A bell went off as I opened the door, and the sunlight disappeared behind me when it swung shut. It was dark inside, cramped and tiny — a big man could stand in the aisle and nearly touch each opposite wall, if he didn’t crack his head on the low ceiling first. In the dim light, I made out neat rows of shelves holding bottles and boxes and pottery jars, all with dusty, illegible labels. At the sound of the bell, a bespectacled man with a balding head shuffled down the shelves behind the counter and peered at me. His sharp, pinched face and wide, unblinking eyes gave him the look of a mouse. I stepped up to the counter and dipped a hasty sort of half curtsy.
“Yes?” the potioner inquired, staring me up and down. “I’ve not seen you before.”
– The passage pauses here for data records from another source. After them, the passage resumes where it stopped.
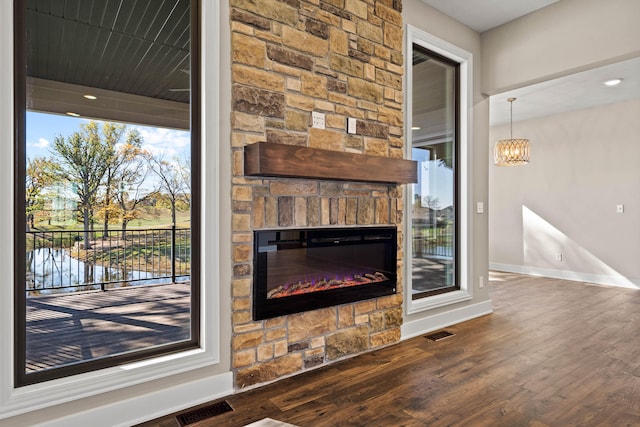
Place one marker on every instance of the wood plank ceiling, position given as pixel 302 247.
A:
pixel 130 47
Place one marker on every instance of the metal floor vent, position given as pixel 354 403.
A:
pixel 437 336
pixel 203 413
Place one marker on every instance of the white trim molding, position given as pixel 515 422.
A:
pixel 575 276
pixel 15 401
pixel 434 322
pixel 465 59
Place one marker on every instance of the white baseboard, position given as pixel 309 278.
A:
pixel 152 405
pixel 426 324
pixel 598 279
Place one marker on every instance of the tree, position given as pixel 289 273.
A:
pixel 120 155
pixel 38 177
pixel 171 182
pixel 83 159
pixel 132 190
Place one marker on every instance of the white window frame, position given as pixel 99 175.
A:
pixel 15 401
pixel 465 59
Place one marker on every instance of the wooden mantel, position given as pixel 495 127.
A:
pixel 279 160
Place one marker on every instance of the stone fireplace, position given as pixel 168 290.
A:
pixel 297 270
pixel 290 58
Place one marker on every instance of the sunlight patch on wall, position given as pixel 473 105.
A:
pixel 544 246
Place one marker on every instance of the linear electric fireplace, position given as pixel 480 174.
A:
pixel 306 269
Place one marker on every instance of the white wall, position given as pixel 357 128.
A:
pixel 583 164
pixel 147 392
pixel 564 38
pixel 423 17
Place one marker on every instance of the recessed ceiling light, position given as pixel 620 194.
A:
pixel 613 82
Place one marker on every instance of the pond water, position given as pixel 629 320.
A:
pixel 53 270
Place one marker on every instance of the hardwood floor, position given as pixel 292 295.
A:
pixel 553 353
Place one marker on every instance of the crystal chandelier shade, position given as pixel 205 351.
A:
pixel 511 152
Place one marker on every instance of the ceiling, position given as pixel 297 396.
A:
pixel 133 57
pixel 482 15
pixel 568 93
pixel 574 92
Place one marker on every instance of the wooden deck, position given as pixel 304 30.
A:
pixel 73 327
pixel 554 353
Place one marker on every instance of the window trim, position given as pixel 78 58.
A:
pixel 465 60
pixel 18 400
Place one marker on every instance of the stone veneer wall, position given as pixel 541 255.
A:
pixel 289 58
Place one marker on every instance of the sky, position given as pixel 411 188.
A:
pixel 43 128
pixel 434 179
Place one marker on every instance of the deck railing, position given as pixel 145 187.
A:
pixel 62 261
pixel 432 241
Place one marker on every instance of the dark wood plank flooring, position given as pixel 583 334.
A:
pixel 554 353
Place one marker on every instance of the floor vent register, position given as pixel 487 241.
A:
pixel 203 413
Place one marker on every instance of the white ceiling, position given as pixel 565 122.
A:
pixel 569 93
pixel 482 15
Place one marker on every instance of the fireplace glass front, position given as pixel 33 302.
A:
pixel 306 269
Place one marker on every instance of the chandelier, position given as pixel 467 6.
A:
pixel 511 152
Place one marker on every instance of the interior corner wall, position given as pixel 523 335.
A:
pixel 429 20
pixel 557 216
pixel 564 38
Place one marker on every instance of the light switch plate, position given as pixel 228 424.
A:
pixel 351 125
pixel 317 120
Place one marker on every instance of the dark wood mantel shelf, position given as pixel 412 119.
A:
pixel 290 161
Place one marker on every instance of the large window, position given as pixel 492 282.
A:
pixel 107 198
pixel 434 204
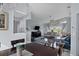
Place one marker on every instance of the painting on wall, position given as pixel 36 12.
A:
pixel 3 21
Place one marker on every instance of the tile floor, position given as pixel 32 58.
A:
pixel 66 52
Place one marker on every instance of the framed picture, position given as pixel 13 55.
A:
pixel 3 20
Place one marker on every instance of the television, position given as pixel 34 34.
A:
pixel 37 28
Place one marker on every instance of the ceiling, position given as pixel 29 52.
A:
pixel 46 11
pixel 39 11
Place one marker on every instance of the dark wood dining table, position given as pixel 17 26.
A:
pixel 41 50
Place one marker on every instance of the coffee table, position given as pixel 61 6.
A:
pixel 41 50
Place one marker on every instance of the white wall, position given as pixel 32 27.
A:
pixel 6 35
pixel 74 29
pixel 67 28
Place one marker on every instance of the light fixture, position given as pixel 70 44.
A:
pixel 64 22
pixel 1 6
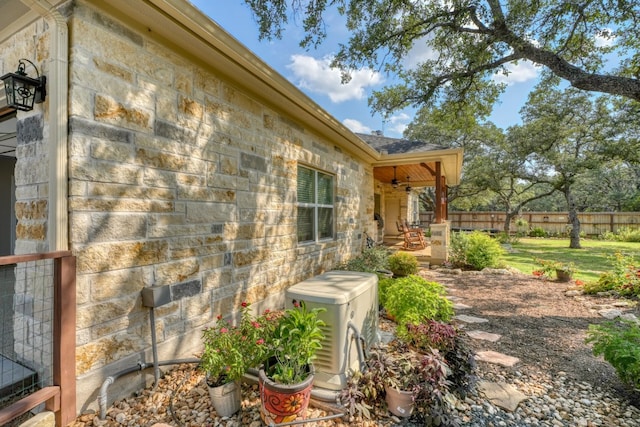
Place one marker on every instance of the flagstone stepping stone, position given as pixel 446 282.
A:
pixel 496 358
pixel 461 306
pixel 610 313
pixel 502 394
pixel 482 335
pixel 470 319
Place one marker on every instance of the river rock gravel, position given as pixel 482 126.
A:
pixel 564 384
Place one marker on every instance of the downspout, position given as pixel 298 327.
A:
pixel 58 97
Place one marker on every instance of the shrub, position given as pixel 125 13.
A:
pixel 624 278
pixel 413 299
pixel 403 264
pixel 624 234
pixel 475 251
pixel 383 286
pixel 371 260
pixel 537 232
pixel 430 334
pixel 619 343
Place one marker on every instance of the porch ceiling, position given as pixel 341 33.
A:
pixel 420 167
pixel 419 174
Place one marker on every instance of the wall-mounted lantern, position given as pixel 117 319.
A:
pixel 21 90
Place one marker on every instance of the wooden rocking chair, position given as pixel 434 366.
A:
pixel 413 238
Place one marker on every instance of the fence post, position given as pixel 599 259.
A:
pixel 64 345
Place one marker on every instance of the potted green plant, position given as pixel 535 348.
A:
pixel 410 381
pixel 286 378
pixel 229 350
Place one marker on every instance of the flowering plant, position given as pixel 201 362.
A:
pixel 229 350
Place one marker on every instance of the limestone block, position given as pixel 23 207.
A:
pixel 109 110
pixel 241 101
pixel 33 209
pixel 172 162
pixel 112 151
pixel 26 192
pixel 113 256
pixel 203 194
pixel 31 170
pixel 190 107
pixel 212 262
pixel 197 306
pixel 102 312
pixel 112 284
pixel 175 272
pixel 87 170
pixel 33 231
pixel 114 70
pixel 183 80
pixel 253 256
pixel 123 205
pixel 106 350
pixel 178 230
pixel 207 82
pixel 98 189
pixel 81 104
pixel 210 212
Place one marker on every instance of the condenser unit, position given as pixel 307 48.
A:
pixel 350 300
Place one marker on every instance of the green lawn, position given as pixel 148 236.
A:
pixel 590 261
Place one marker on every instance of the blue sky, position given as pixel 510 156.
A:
pixel 310 72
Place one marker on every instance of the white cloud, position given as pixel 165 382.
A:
pixel 317 76
pixel 522 72
pixel 420 52
pixel 605 38
pixel 398 123
pixel 356 126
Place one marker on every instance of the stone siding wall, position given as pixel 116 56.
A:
pixel 28 289
pixel 180 178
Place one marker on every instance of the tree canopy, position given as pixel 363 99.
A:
pixel 591 44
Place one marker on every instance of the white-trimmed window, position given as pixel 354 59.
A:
pixel 315 205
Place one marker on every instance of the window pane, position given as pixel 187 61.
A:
pixel 325 189
pixel 305 224
pixel 306 185
pixel 325 222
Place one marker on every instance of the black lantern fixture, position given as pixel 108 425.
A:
pixel 408 188
pixel 22 91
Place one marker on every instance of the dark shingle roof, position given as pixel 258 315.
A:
pixel 397 145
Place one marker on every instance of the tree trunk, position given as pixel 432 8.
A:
pixel 574 235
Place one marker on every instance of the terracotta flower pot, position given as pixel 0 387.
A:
pixel 400 402
pixel 283 403
pixel 226 399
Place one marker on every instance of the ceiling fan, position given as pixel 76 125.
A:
pixel 395 183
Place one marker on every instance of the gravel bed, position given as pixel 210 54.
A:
pixel 564 384
pixel 181 399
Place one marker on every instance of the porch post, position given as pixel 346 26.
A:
pixel 438 177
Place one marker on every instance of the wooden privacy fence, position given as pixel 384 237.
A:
pixel 554 223
pixel 38 290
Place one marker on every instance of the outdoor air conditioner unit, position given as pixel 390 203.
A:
pixel 351 302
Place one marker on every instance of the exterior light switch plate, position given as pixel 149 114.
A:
pixel 156 296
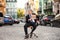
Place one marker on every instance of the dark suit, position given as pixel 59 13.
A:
pixel 29 23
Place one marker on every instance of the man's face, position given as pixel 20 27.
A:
pixel 29 12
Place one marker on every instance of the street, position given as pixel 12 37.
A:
pixel 16 32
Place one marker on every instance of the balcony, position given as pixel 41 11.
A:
pixel 0 4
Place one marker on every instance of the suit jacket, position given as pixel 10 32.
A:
pixel 27 17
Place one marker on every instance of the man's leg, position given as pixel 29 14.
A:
pixel 33 29
pixel 25 30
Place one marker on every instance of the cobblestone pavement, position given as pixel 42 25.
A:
pixel 16 32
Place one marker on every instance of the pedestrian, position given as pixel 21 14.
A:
pixel 29 23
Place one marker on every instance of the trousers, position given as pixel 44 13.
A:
pixel 33 24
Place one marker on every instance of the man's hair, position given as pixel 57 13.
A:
pixel 33 14
pixel 30 10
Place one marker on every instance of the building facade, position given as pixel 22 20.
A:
pixel 11 8
pixel 45 6
pixel 56 6
pixel 34 5
pixel 3 6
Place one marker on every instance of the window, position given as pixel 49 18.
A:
pixel 11 0
pixel 1 14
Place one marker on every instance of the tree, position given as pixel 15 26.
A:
pixel 20 13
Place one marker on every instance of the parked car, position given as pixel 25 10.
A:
pixel 16 21
pixel 1 19
pixel 8 20
pixel 47 19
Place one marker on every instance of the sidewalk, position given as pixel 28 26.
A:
pixel 16 32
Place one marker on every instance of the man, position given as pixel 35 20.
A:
pixel 29 23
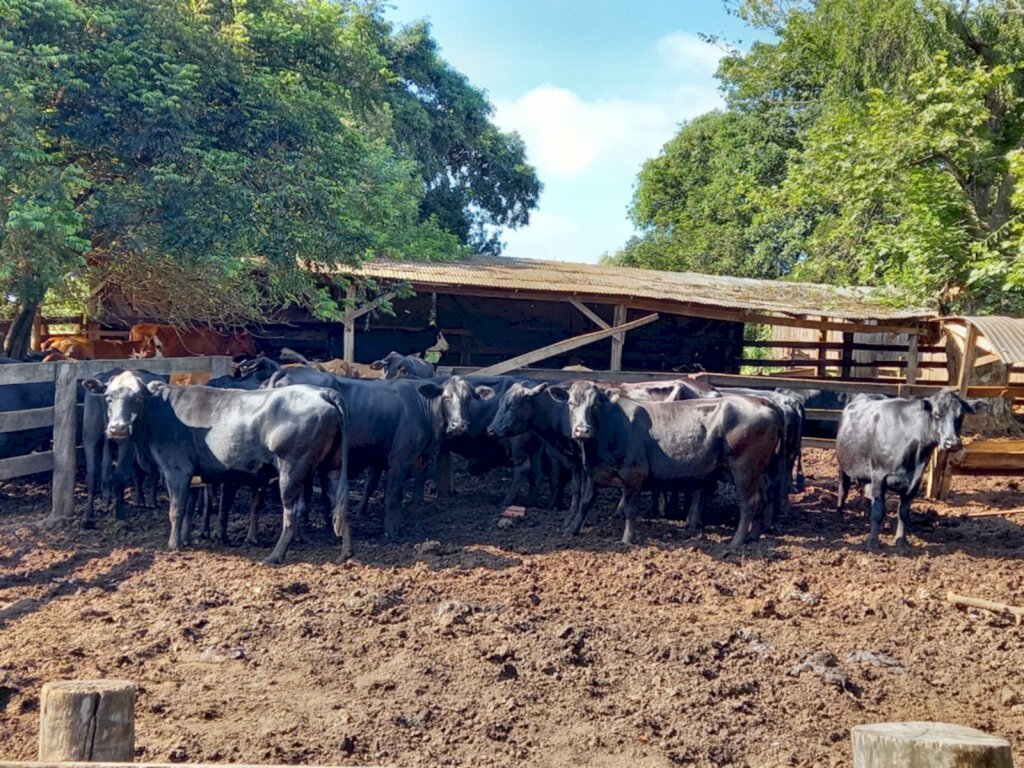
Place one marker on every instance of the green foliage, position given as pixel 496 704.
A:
pixel 204 159
pixel 903 123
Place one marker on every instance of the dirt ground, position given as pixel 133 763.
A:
pixel 469 644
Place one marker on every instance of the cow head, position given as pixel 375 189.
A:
pixel 126 395
pixel 947 410
pixel 457 396
pixel 389 366
pixel 515 410
pixel 583 398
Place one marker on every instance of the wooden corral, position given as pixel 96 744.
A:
pixel 62 416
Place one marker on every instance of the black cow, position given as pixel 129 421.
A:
pixel 469 406
pixel 887 443
pixel 394 426
pixel 227 435
pixel 526 409
pixel 99 451
pixel 397 366
pixel 662 443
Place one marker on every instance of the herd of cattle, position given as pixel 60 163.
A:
pixel 294 425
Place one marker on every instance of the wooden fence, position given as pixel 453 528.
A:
pixel 62 416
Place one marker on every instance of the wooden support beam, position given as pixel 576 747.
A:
pixel 65 437
pixel 348 341
pixel 588 311
pixel 562 346
pixel 619 340
pixel 912 357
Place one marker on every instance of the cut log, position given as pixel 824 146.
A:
pixel 87 721
pixel 974 602
pixel 934 744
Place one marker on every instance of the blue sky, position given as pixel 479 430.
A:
pixel 594 88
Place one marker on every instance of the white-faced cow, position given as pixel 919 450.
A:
pixel 888 441
pixel 226 435
pixel 647 444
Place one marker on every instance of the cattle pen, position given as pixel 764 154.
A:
pixel 61 460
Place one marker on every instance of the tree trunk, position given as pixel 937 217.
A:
pixel 998 420
pixel 19 334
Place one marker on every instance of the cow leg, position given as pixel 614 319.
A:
pixel 293 503
pixel 338 487
pixel 878 510
pixel 521 466
pixel 587 494
pixel 227 493
pixel 392 499
pixel 373 482
pixel 904 521
pixel 177 488
pixel 629 500
pixel 444 489
pixel 844 492
pixel 255 505
pixel 696 506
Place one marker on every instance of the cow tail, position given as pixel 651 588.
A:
pixel 338 401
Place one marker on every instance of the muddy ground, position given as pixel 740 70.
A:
pixel 514 646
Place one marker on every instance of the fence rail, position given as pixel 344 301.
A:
pixel 62 416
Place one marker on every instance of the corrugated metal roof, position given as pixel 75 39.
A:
pixel 1006 335
pixel 598 281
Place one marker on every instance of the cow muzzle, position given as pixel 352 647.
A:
pixel 117 431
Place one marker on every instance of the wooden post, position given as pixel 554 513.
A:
pixel 847 361
pixel 349 337
pixel 912 356
pixel 65 437
pixel 87 721
pixel 933 744
pixel 619 340
pixel 822 353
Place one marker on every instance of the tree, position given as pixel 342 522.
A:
pixel 204 160
pixel 699 203
pixel 476 177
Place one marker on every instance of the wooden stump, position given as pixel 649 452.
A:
pixel 87 721
pixel 932 744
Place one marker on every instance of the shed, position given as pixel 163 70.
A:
pixel 503 313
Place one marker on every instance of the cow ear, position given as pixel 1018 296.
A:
pixel 559 393
pixel 978 406
pixel 94 385
pixel 430 391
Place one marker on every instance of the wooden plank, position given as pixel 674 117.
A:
pixel 19 466
pixel 562 346
pixel 681 308
pixel 65 437
pixel 588 311
pixel 619 340
pixel 27 373
pixel 821 442
pixel 14 421
pixel 912 360
pixel 348 340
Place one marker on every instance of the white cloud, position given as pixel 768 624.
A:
pixel 686 52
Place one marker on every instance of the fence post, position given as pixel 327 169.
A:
pixel 65 437
pixel 89 721
pixel 934 744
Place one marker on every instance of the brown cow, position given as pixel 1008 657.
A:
pixel 168 341
pixel 79 347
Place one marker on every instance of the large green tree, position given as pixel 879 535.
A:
pixel 904 126
pixel 202 159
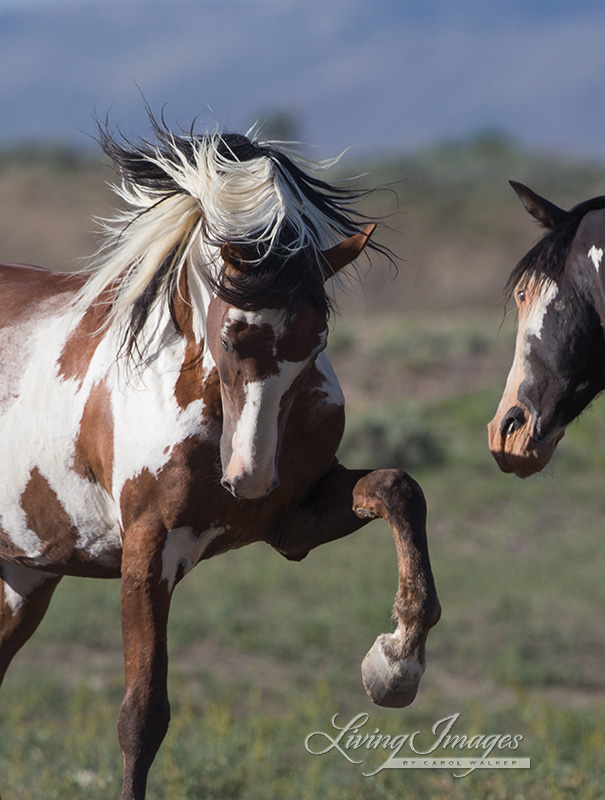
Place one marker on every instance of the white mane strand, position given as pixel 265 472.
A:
pixel 184 197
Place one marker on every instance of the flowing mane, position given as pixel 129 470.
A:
pixel 185 196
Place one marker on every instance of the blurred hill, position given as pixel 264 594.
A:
pixel 449 213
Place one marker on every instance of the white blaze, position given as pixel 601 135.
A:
pixel 595 254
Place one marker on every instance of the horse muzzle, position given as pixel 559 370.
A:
pixel 514 444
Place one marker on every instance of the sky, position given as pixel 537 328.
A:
pixel 391 75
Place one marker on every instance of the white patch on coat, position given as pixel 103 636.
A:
pixel 254 443
pixel 19 582
pixel 184 549
pixel 532 320
pixel 40 425
pixel 595 254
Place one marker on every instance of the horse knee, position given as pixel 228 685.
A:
pixel 388 492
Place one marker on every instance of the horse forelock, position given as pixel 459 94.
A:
pixel 546 261
pixel 184 196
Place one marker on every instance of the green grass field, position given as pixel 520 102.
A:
pixel 265 652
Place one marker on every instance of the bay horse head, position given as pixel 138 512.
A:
pixel 559 361
pixel 263 348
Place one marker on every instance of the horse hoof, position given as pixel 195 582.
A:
pixel 389 681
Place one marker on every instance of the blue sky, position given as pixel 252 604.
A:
pixel 392 74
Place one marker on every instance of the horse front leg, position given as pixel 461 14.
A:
pixel 145 711
pixel 341 503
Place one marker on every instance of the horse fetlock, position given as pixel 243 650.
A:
pixel 365 513
pixel 391 671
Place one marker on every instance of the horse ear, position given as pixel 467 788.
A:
pixel 234 257
pixel 548 214
pixel 345 252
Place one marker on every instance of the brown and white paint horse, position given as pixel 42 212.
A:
pixel 559 363
pixel 176 403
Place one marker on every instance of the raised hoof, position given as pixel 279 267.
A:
pixel 387 681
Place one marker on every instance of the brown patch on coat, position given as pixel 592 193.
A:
pixel 94 447
pixel 9 551
pixel 25 287
pixel 82 343
pixel 46 517
pixel 189 386
pixel 306 334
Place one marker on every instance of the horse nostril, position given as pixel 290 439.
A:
pixel 226 484
pixel 513 420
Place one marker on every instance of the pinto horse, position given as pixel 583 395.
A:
pixel 559 363
pixel 175 403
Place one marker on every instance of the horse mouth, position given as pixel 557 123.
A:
pixel 516 450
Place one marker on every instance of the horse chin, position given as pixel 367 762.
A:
pixel 521 454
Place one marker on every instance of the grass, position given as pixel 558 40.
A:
pixel 264 651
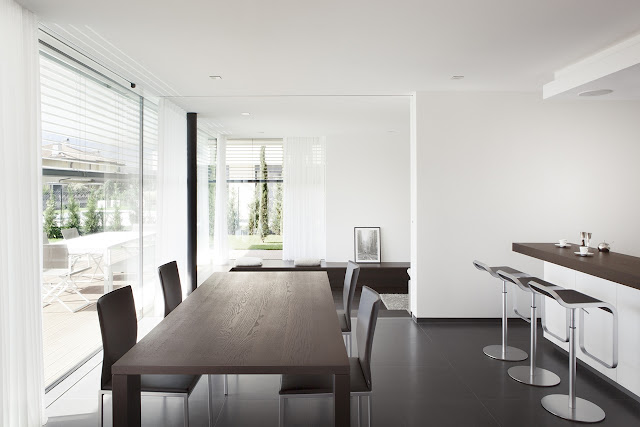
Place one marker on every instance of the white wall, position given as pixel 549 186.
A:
pixel 368 186
pixel 489 169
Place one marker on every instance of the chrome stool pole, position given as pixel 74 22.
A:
pixel 569 406
pixel 530 375
pixel 503 351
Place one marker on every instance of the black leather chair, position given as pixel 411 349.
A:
pixel 72 233
pixel 172 292
pixel 348 292
pixel 360 367
pixel 119 328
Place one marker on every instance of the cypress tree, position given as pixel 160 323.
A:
pixel 264 196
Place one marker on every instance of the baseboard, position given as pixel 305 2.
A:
pixel 463 319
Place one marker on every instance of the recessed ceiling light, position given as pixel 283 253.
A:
pixel 597 92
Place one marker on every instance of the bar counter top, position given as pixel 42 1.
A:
pixel 612 266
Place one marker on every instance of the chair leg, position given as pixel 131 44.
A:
pixel 186 411
pixel 209 396
pixel 100 410
pixel 281 412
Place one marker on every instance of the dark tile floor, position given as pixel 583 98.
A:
pixel 430 374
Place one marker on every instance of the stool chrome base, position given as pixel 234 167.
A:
pixel 510 354
pixel 541 377
pixel 584 412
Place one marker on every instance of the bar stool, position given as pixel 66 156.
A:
pixel 530 375
pixel 502 352
pixel 569 406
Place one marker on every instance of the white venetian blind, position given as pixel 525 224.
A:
pixel 243 159
pixel 87 121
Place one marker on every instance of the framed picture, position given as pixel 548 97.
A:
pixel 366 244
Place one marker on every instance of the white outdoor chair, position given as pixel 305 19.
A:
pixel 72 233
pixel 57 262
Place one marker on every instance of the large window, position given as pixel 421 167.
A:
pixel 99 161
pixel 254 196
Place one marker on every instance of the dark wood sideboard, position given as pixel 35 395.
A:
pixel 384 277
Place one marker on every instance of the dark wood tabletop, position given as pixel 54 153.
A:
pixel 244 323
pixel 619 268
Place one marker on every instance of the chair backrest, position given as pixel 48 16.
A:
pixel 171 287
pixel 367 318
pixel 70 233
pixel 349 289
pixel 118 326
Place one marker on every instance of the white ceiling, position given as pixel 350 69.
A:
pixel 274 117
pixel 335 47
pixel 624 83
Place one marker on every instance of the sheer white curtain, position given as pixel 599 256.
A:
pixel 220 239
pixel 21 357
pixel 304 220
pixel 172 189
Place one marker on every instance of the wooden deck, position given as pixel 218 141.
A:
pixel 70 338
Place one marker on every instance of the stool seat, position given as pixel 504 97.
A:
pixel 568 298
pixel 569 406
pixel 494 270
pixel 530 375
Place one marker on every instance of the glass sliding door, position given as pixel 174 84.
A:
pixel 94 197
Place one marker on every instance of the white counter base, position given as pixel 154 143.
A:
pixel 598 324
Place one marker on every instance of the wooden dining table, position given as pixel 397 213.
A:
pixel 242 323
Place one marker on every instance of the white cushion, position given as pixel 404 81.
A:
pixel 249 261
pixel 307 262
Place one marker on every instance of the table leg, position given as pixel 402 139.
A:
pixel 341 400
pixel 126 400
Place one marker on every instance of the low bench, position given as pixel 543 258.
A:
pixel 384 277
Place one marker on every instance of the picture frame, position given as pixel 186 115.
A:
pixel 367 245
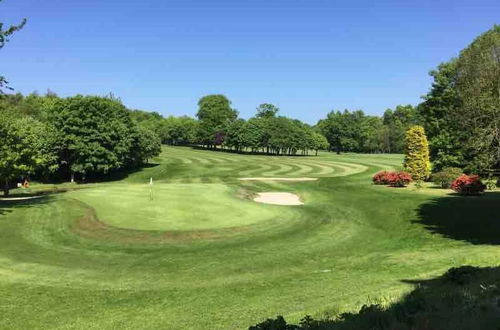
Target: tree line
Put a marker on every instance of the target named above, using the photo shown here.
(217, 127)
(461, 111)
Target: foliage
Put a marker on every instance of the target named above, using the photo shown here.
(146, 145)
(461, 111)
(27, 146)
(392, 178)
(398, 179)
(355, 131)
(380, 178)
(439, 118)
(214, 115)
(468, 185)
(267, 110)
(397, 122)
(446, 176)
(478, 85)
(416, 160)
(97, 135)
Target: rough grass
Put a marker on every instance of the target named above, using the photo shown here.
(95, 259)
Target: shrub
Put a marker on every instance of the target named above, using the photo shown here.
(468, 185)
(446, 177)
(399, 179)
(380, 177)
(416, 160)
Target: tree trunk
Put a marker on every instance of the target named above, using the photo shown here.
(6, 188)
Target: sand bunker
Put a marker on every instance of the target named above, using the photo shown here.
(278, 179)
(278, 198)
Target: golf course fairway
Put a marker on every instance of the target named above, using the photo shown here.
(194, 251)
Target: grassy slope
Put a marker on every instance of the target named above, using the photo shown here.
(352, 242)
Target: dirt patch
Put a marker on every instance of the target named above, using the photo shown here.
(279, 179)
(89, 226)
(278, 198)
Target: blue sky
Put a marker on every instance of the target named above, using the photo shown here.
(306, 56)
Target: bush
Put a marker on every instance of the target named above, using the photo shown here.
(380, 177)
(393, 179)
(398, 179)
(468, 185)
(416, 160)
(446, 177)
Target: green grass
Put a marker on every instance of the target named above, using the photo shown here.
(202, 255)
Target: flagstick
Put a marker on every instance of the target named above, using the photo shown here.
(151, 189)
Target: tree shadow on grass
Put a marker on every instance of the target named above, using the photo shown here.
(7, 205)
(463, 298)
(474, 219)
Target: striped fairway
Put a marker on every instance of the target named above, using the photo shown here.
(202, 254)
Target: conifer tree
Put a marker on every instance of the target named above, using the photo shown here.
(416, 160)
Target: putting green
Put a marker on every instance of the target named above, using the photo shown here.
(203, 255)
(175, 207)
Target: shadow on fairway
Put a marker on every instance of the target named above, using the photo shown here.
(475, 219)
(7, 206)
(119, 175)
(463, 298)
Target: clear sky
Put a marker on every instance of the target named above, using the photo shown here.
(305, 56)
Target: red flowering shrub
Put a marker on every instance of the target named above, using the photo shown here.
(380, 177)
(398, 179)
(394, 179)
(468, 185)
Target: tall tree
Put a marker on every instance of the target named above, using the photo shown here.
(97, 134)
(478, 86)
(416, 160)
(215, 114)
(27, 146)
(439, 114)
(267, 110)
“No, I, uh — I work at one of the big houses on Castle Street.” I pitched my voice shy and low, shook up my syllables to the unrefined accent of a serving girl. “My mistress sent me here for something to kill the rats.” I waited — Castle Street was a long way from here; how suspicious would he be?
“You look like a strong girl,” the shopman said finally. “I’m sure you have no trouble dealing with rats.”
I didn’t let him see the sigh, but dug in my dress for one of Lord Ragn’s gold coins — how much money would a fine lady give her servant to bribe a shopkeeper? “My mistress says she wants it done clean.”
The man regarded the coin for a moment, not touching it. Finally he said in a low voice, “How big a rat are we talking about?”
And here I thought I was going to have to give him a little push. Instead, I looked around furtively, as if anxious, and swallowed.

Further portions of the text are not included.